Ferrari ne représente pas seulement sa personne. Il porte un nom qui renvoie à l’histoire de l’industrie italienne, à la manufacture, à la marque nationale, à l’idée que le capitalisme n’est pas seulement du capital mais aussi de la réputation, de la continuité et de l’identité productive.
Domenicali, avec son expérience managériale internationale, pose quant à lui un problème de gouvernance : transparence, intégrité, correction du processus décisionnel.
Lorsque des figures de ce niveau partent en évoquant malaise et incompatibilité, le message est clair : Ferretti n’est plus seulement une société en tension. Elle est devenue une affaire politique.
La vraie question pour l’Italie
La question finale est simple : l’Italie veut-elle être un pays qui produit de la technologie ou un pays qui vend des morceaux de sa technologie lorsqu’il se trouve en difficulté ?
L’affaire Ferretti ne peut pas être réduite à une polémique antichinoise. Ce serait trop commode et trop superficiel. Weichai fait ce que tout grand acteur industriel stratégique fait : il cherche des compétences, des marchés, des marques, du contrôle et des avantages compétitifs.
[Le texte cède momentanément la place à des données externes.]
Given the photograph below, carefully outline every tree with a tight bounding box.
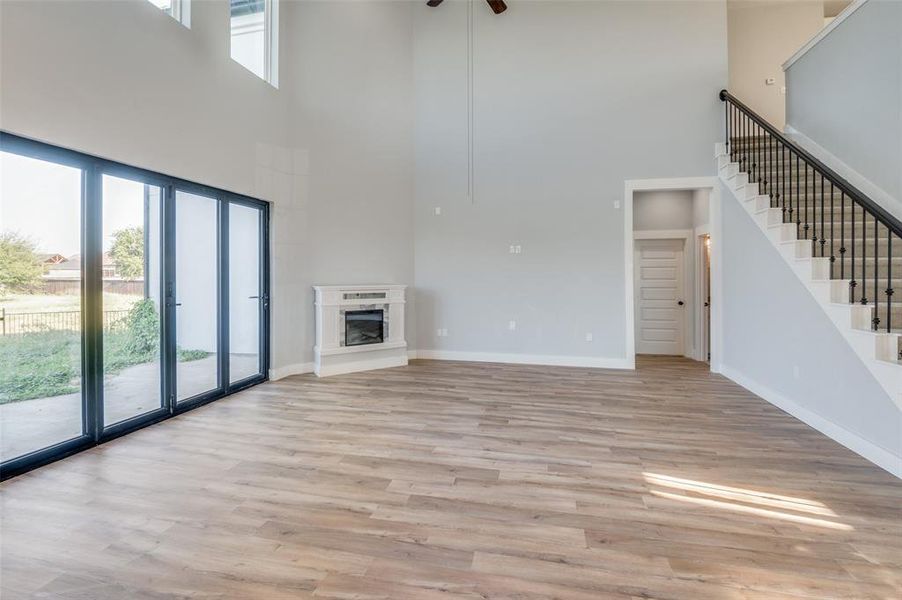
[110,227,144,279]
[0,232,44,292]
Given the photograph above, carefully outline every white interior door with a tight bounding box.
[635,240,686,356]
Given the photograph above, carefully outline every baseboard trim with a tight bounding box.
[720,365,902,479]
[269,362,313,381]
[412,350,634,369]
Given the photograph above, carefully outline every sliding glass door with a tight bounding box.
[101,174,165,425]
[175,190,222,402]
[228,202,266,384]
[0,151,85,462]
[0,132,269,478]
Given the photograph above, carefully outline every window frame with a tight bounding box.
[0,130,272,481]
[229,0,279,89]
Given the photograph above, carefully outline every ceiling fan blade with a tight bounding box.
[485,0,507,15]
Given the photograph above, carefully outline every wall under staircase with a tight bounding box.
[717,145,902,477]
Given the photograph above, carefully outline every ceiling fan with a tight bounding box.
[426,0,507,15]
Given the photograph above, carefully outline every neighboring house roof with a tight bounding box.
[38,254,66,265]
[47,252,116,271]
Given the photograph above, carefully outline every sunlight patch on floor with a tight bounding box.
[642,473,854,531]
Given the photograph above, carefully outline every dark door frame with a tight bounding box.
[0,131,271,479]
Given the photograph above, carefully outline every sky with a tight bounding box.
[0,152,144,257]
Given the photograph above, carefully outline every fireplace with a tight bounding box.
[345,308,384,346]
[313,284,407,377]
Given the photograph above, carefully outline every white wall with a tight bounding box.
[720,180,902,464]
[786,0,902,207]
[274,0,416,370]
[633,190,694,231]
[727,0,824,129]
[413,1,727,361]
[0,0,413,373]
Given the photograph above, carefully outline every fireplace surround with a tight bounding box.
[313,284,407,377]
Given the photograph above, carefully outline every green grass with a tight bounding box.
[0,331,81,404]
[0,292,142,313]
[0,329,210,404]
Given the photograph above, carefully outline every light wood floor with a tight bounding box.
[0,358,902,600]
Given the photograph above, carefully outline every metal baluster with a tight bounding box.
[853,206,876,304]
[764,130,774,208]
[780,144,786,223]
[804,161,813,245]
[874,215,880,331]
[849,201,858,303]
[886,232,893,333]
[796,154,802,239]
[723,99,730,152]
[839,190,846,279]
[830,181,836,279]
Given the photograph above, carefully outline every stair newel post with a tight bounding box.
[839,191,846,279]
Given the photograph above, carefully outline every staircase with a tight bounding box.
[715,90,902,408]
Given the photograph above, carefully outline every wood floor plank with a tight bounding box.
[0,357,902,600]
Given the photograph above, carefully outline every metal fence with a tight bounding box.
[0,308,129,335]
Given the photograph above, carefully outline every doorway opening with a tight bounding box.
[625,177,719,370]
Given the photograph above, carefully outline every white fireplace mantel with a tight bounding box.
[313,284,407,377]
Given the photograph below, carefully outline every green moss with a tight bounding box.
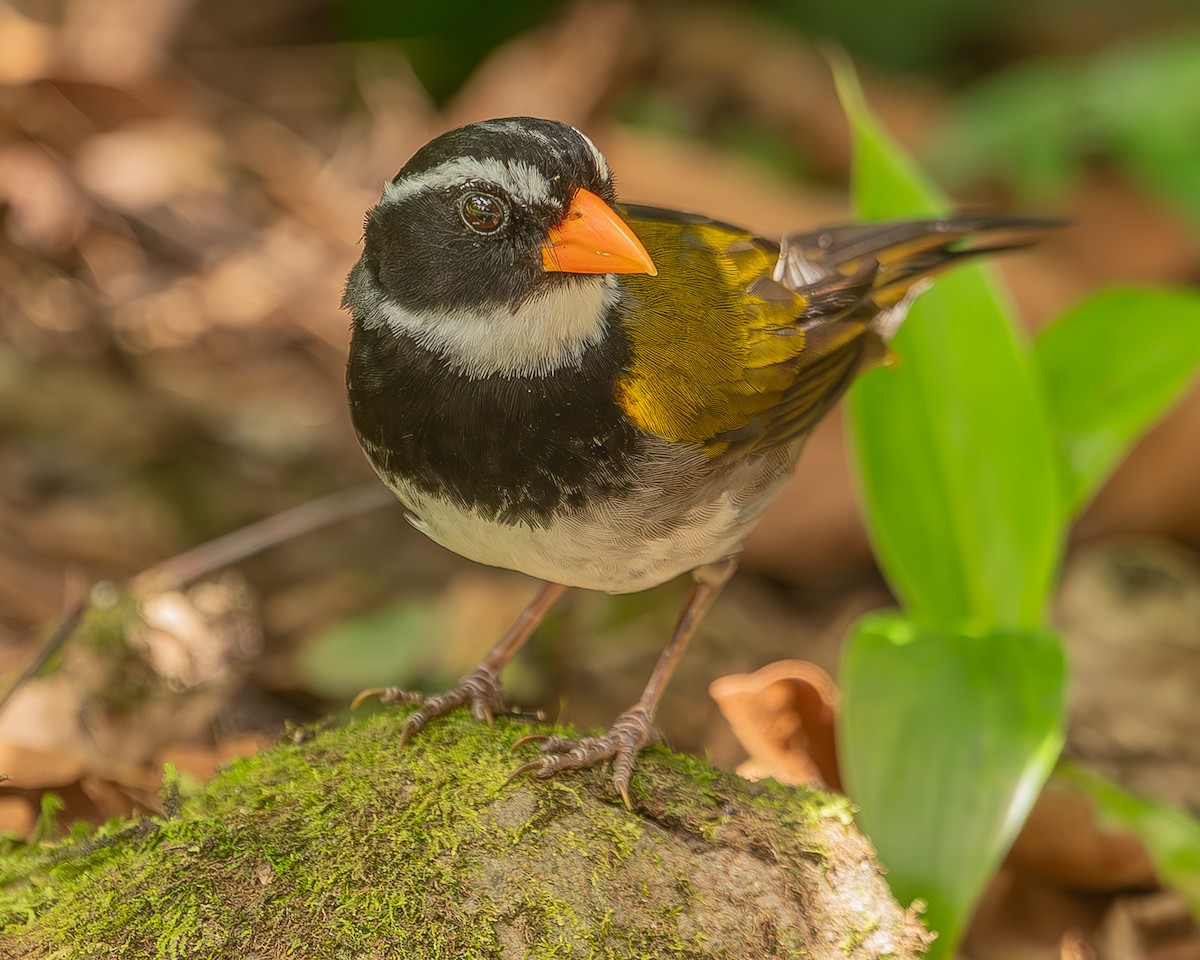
[0,710,926,960]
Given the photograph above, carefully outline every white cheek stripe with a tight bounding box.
[350,270,619,379]
[380,157,551,204]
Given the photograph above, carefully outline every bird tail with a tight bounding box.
[776,216,1066,310]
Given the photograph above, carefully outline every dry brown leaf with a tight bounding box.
[708,660,841,790]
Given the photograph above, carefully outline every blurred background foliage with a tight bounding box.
[0,0,1200,958]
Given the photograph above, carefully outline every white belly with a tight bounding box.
[391,457,790,593]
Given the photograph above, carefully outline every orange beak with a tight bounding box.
[541,187,659,277]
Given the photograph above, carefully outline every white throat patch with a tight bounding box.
[348,264,620,379]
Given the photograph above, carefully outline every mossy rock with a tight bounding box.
[0,709,929,960]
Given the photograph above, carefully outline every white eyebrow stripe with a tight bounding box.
[571,127,608,180]
[383,157,551,203]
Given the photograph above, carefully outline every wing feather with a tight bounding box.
[617,206,1060,457]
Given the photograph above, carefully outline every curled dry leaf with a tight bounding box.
[708,660,841,790]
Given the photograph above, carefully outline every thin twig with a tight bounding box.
[130,484,396,596]
[0,593,91,710]
[0,484,396,710]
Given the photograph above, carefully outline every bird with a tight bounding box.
[342,116,1052,806]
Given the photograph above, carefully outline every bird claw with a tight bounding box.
[350,667,502,746]
[504,707,658,809]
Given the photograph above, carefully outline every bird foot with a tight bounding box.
[350,667,503,746]
[509,707,659,809]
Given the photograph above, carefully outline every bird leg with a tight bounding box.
[350,583,566,745]
[509,557,737,806]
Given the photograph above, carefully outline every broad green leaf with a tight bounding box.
[1036,288,1200,520]
[838,60,1062,628]
[1057,764,1200,919]
[838,613,1066,956]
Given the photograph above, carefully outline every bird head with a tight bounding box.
[344,116,656,372]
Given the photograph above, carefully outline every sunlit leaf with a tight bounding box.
[1060,764,1200,920]
[1037,288,1200,516]
[839,60,1062,628]
[838,613,1066,956]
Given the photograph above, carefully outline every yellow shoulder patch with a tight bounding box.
[617,217,805,456]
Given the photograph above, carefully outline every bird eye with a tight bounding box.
[460,193,504,233]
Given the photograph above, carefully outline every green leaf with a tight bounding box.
[838,60,1062,628]
[838,613,1066,956]
[1058,763,1200,919]
[1036,288,1200,518]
La Chine défend ses intérêts avec cohérence.
Le problème est de savoir si l’Italie défend les siens.
Pendant des années, nous avons confondu l’ouverture au capital étranger avec une politique industrielle. Nous avons cru qu’il suffisait de sauver les entreprises à court terme, sans nous demander qui contrôlerait les technologies à long terme. Nous avons confondu liquidité et souveraineté, investissement et dépendance, internationalisation et perte de commandement.
Ferretti est le résultat de cette myopie.
Une affaire nationale, pas un incident d’entreprise
Désormais, la présidence du Conseil, l’autorité de marché, le Parlement et les ministères compétents doivent affronter une question qui dépasse Ferretti. Ils doivent établir si une entreprise italienne dotée de technologies navales sensibles peut être gouvernée par un groupe extra-européen sans une vérification complète, transparente et rigoureuse.
Il ne suffit pas de demander des garanties génériques. Il faut des contraintes précises : maintien en Italie des compétences stratégiques, interdiction ou contrôle des transferts technologiques sensibles, protection des commandes publiques, vérification des chaînes sociétaires, surveillance des actionnaires liés, contrôle des données industrielles, protection des fournitures destinées aux forces de l’État.
La guerre économique se gagne ainsi : non par des proclamations patriotiques, mais par des instruments techniques, juridiques, financiers et informationnels.
L’affaire Ferretti dit à l’Italie une chose très simple : dans le monde actuel, il n’existe plus de secteurs innocents. Le luxe peut devenir défense. Le chantier naval peut devenir renseignement. L’actionnaire industriel peut devenir vecteur d’influence. Le conseil d’administration peut devenir champ de bataille.
Et lorsqu’une nation comprend trop tard qu’une de ses excellences ne lui appartient plus vraiment, la perte n’est pas seulement économique. Elle est politique, technologique et stratégique.